Y argumenta: a partir de ahí, se consolidaron vínculos con organizaciones de ferrocarriles, agentes aduanales, transportistas, del comercio exterior y con otros actores de gran relevancia para las actividades marítimas y portuarias.

El enfoque fue atender problemas estructurales que impactan a toda la cadena logística, particularmente aquellos que generan sobrecostos.

“Al final, el que importa o el que exporta es quien paga”, puntualiza.

Funcionalidad y gobierno interno

El tercer componente de la gestión se centró en la funcionalidad de la organización, con énfasis en la definición de las funciones entre el Consejo y la Dirección Ejecutiva.

Con y Ledezma destaca, en este sentido, la importancia de contar con un Consejo activo y diverso.

El reto fue integrar distintas visiones en una estrategia coherente.

“Amalgamar todas esas visiones en un concepto único de gestión”, describe.

Para el líder marítimo, la pluralidad permite ampliar las soluciones frente a problemas complejos en materia portuaria y logística.

Sin embargo, reconoce límites y explica:

Casos como contenedores en abandono o revisiones aduaneras prolongadas dependen de decisiones externas. Y es ahí donde la gestión se centra: en mantener canales abiertos de diálogo con las autoridades.

Buena relación con gobierno

La interlocución fue de excelente nivel con el gobierno federal, en lo particular con la Secretaría de Marina, Aduanas y la Secretaría de Economía.

En todos los casos, la Asociación participó en comités y mesas de trabajo vinculadas a logística, productividad y comercio exterior.

Por ello, don Fernando considera que el sector ha ganado espacio en el diálogo institucional.

No obstante, subraya un punto crítico, como es la velocidad de respuesta.

“Las inquietudes se reciben, pero la decisión es la que tarda”, apunta.

Este posicionamiento se complementa con una agenda tecnológica que incluye digitalización, automatización e incorporación de herramientas para mejorar procesos y reducir errores.

Transición y balance final

El cierre de su gestión coincide con una reflexión personal sobre el tiempo.

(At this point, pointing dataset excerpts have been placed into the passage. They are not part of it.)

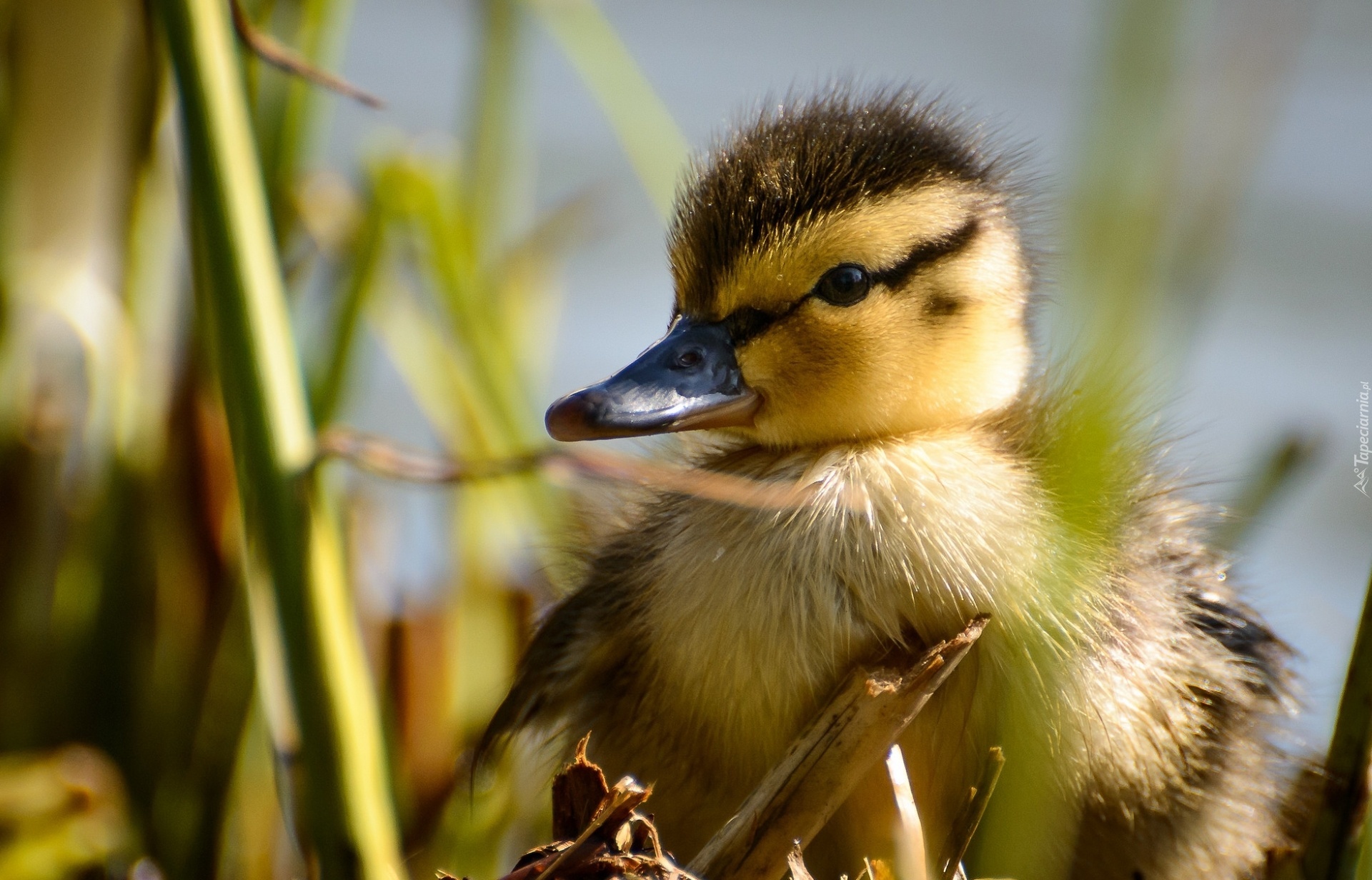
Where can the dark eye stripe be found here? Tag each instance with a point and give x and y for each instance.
(926, 253)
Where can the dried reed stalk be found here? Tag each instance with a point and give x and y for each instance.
(823, 765)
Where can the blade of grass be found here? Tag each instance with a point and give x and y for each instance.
(1330, 853)
(493, 126)
(346, 804)
(647, 131)
(365, 259)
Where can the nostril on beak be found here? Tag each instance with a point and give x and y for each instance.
(689, 358)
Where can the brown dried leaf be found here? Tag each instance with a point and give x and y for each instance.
(578, 793)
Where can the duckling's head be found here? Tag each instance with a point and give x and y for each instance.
(845, 269)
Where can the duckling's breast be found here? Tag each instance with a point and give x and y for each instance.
(751, 616)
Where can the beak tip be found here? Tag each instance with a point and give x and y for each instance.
(566, 420)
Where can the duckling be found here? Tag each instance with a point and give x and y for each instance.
(852, 302)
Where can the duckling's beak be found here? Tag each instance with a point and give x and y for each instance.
(686, 381)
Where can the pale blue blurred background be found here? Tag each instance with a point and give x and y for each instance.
(1283, 344)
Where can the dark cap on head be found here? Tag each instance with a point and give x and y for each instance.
(810, 156)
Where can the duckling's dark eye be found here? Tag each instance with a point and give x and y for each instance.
(844, 286)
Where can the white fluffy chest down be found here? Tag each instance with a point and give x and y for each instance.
(751, 616)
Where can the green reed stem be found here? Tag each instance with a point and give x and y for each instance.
(344, 804)
(1331, 851)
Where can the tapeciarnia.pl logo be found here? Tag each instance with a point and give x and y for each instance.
(1360, 458)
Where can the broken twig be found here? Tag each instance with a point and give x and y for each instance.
(280, 56)
(823, 765)
(389, 459)
(600, 832)
(910, 842)
(950, 861)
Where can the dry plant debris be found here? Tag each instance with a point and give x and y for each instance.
(601, 835)
(825, 762)
(600, 832)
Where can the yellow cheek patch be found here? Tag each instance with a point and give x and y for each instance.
(875, 236)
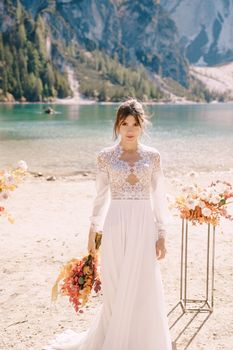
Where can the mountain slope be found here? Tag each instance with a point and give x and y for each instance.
(137, 32)
(205, 29)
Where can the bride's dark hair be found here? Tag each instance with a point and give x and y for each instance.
(130, 107)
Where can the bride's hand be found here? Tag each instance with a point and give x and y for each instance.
(91, 242)
(160, 248)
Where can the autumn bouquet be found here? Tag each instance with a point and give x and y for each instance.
(205, 205)
(78, 277)
(9, 180)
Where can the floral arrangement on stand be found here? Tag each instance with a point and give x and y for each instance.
(78, 277)
(205, 205)
(9, 180)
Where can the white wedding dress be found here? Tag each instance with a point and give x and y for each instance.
(131, 209)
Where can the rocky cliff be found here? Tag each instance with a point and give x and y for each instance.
(205, 29)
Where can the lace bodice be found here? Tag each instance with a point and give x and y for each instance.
(117, 178)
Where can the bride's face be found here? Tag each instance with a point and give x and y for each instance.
(129, 129)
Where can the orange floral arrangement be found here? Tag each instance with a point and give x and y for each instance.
(205, 205)
(78, 277)
(9, 180)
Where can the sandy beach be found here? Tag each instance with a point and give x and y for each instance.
(51, 227)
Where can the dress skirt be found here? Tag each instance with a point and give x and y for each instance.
(133, 314)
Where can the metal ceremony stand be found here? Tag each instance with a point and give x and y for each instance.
(191, 305)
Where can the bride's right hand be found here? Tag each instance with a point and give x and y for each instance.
(91, 242)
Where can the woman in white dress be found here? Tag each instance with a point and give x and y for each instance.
(131, 210)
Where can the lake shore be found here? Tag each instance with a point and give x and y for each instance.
(51, 227)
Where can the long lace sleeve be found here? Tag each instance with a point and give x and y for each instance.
(102, 197)
(158, 197)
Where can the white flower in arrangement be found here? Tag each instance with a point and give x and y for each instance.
(3, 195)
(215, 200)
(22, 165)
(206, 211)
(191, 204)
(201, 204)
(189, 189)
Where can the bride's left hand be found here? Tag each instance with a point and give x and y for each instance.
(160, 248)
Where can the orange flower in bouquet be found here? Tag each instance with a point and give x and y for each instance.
(205, 205)
(78, 277)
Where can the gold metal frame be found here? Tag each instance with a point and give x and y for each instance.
(207, 304)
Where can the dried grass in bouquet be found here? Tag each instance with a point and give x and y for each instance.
(78, 277)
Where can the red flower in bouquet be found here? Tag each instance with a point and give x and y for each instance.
(79, 277)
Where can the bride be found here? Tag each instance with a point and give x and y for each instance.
(131, 210)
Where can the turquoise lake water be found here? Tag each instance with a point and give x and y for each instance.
(189, 137)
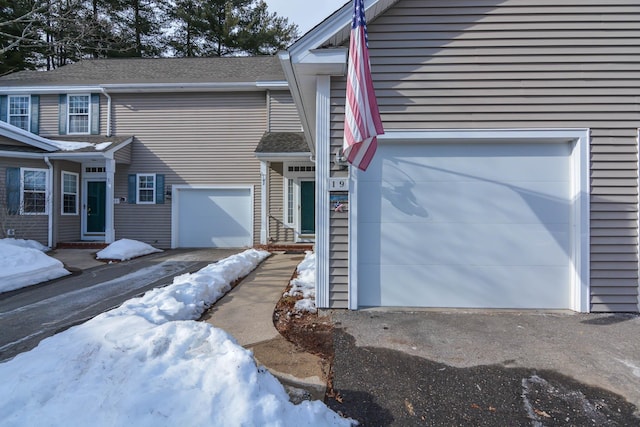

Tras 52 años en el sector marítimo, optó por no extender su mandato, pese a la invitación del Consejo.

“Muchas veces es muy difícil decirle no a algo que quieres”, admite.

La decisión responde a la necesidad de equilibrar su vida personal y profesional.

El balance combina avances y pendientes.

Entre estos últimos, destaca la modernización de los estatutos, vigentes desde hace más de tres décadas, es decir, desde el nacimiento de la organización, por cierto, la de mayor representatividad del sector.

Aun con los pendientes, el diagnóstico general es positivo. La organización, sostiene, cuenta con bases sólidas y un alto nivel de compromiso interno.

Hacia una nueva etapa

El legado de su gestión se articuló en torno a una idea: integrar al sector marítimo en una lógica más amplia de enfoque hacia la cadena logística.

Para el dirigente empresarial, el agente naviero es “el eslabón inicial del comercio exterior”, con una función transversal.

Esa visión se traduce en una agenda enfocada en eficiencia, reducción de costos y competitividad. La continuidad dependerá de la siguiente administración y su capacidad para consolidar los proyectos en marcha.

Desde su despacho, el empresario cierra con una mezcla de claridad y perspectiva.

La estructura está planteada, los vínculos están construidos y los proyectos están encaminados.

El siguiente paso será convertirlos en resultados sostenibles en el tiempo.